Virendranath Chattopadhyaya
Virendranath Chattopadhyaya (bengalisch বীরেন্দ্রনাথ চট্টোপাধ্যায় Bīrendranāth Caṭṭopādhyāẏ; * 31. Oktober 1880 in Hyderabad;[1] † 2. September 1937 in Moskau) war ein indischer Journalist, der die gewaltsame Beseitigung der kolonialen Herrschaft in Britisch-Indien unterstützte.
Leben
Seine Herkunft aus einer wohlhabenden indischen Familie ermöglichte „Chatto“, wie er von Freunden genannt wurde, in den Jahren von 1911 bis 1914 ein Studium in London. Da anti-britisches Aufbegehren der Inder mit Beginn des Ersten Weltkriegs vom Deutschen Kaiserreich unterstützt wurde, zog Chattopadhyaya, der sich zum Anarchisten entwickelt hatte, nach Berlin. Das „indische Unabhängigkeitskomitee“ hatte seinen Sitz nach Kriegsbeginn von Kalifornien nach Berlin verlegt und neben Har Dayal gehörte Chattopadhyaya zu dessen leitenden Mitgliedern. Legationssekretär Otto Günther von Wesendonk vom Auswärtigen Amt half ihnen bei der auf ihre Heimat gerichteten umstürzlerischen Tätigkeit.[2] Des Weiteren erhielt das Komitee Unterstützung und Anleitung durch die Nachrichtenstelle für den Orient.[3]

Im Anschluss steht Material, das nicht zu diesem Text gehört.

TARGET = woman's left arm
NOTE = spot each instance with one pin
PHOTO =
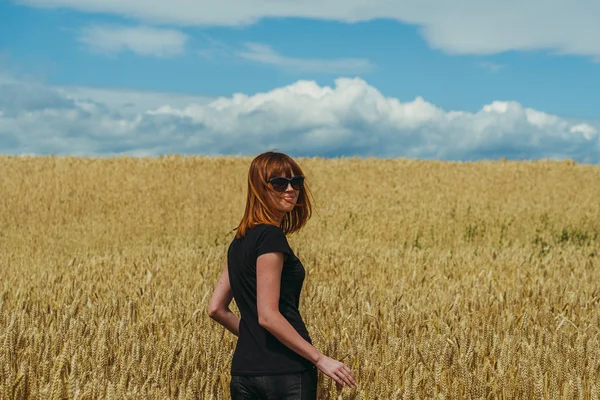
(218, 308)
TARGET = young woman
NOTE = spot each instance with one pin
(274, 357)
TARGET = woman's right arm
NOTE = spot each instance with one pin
(268, 282)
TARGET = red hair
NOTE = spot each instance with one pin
(259, 207)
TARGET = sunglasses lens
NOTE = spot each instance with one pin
(279, 184)
(297, 182)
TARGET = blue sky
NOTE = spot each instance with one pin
(330, 78)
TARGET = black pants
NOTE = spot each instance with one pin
(297, 386)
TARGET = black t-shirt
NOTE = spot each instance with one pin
(258, 352)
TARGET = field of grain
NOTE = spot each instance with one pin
(429, 279)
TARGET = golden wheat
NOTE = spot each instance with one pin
(429, 279)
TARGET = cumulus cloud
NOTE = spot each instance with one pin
(464, 27)
(145, 41)
(303, 119)
(264, 54)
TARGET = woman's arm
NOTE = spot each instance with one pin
(218, 308)
(268, 283)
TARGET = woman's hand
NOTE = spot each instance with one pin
(336, 370)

Chattopadhyaya hatte Willi Münzenberg zum Freund, heiratete die amerikanische Schriftstellerin Agnes Smedley und arbeitete mehrere Jahre ehrenamtlich für die Liga gegen Imperialismus, bis er 1933 als Sprachlehrer nach Leningrad wechselte. Er unterrichtete Personen, die im sowjetischen Dienst Spionagearbeit leisten sollten, in den gängigen indischen Dialekten der möglichen Einsatzgebiete. Chattopadhyaya litt selbst zunehmend unter Angst. Er hatte mittlerweile eine deutsche Frau, drei Kinder und war verunsichert durch die Massenverhaftungen der stalinschen Säuberungen, wie er 1937 bei einer Begegnung mit Margarete Buber-Neumann in Moskau offenbarte. Im Sommer 1937 wurde er in Moskau festgenommen; er stand auf einer von Stalin am 31. August 1937 unterschriebenen Todesliste[4] und wurde nach der Verkündung des Todesurteils am 2. September 1937 exekutiert. Als die indische Regierung nach 1947 über sein Ergehen Informationen wollte, erhielt ihre Botschafterin in Moskau nur die Auskunft, „Chatto“ sei an einer Lungenentzündung gestorben.
Zitat
- Helmuth von Glasenapp berichtet in seinen Lebenserinnerungen von seiner Arbeit bei der "Nachrichtenstelle für den Orient" des Auswärtigen Amts in Berlin um 1914: "Der wohl sympathischste und zuverlässigste von den Indern war Virendranâth Chattopadhyâya. Sein Vater hatte eine hohe Stellung in Haiderabâd (Dekkan) innegehabt, seine Schwester Sarojini Naidu war eine berühmte Dichterin. Er sprach Deutsch, Französisch und Englisch gleicherweise ohne Akzent und hatte in seiner Wesensart etwas ungemein Anziehendes. Was aus ihm nach dem Ersten Weltkrieg geworden ist, ist unbekannt, er soll in Rußland umgekommen sein". - Helmuth von Glasenapp: Meine Lebensreise. Wiesbaden : Brockhaus 1964. S. 76.
Literatur
- Babette Gross: Willi Münzenberg. Eine politische Biographie. In: Schriftenreihe der Vierteljahrshefte für Zeitgeschichte. Nr. 14/15, Deutsche Verlagsanstalt, Stuttgart 1967, S. 197 f.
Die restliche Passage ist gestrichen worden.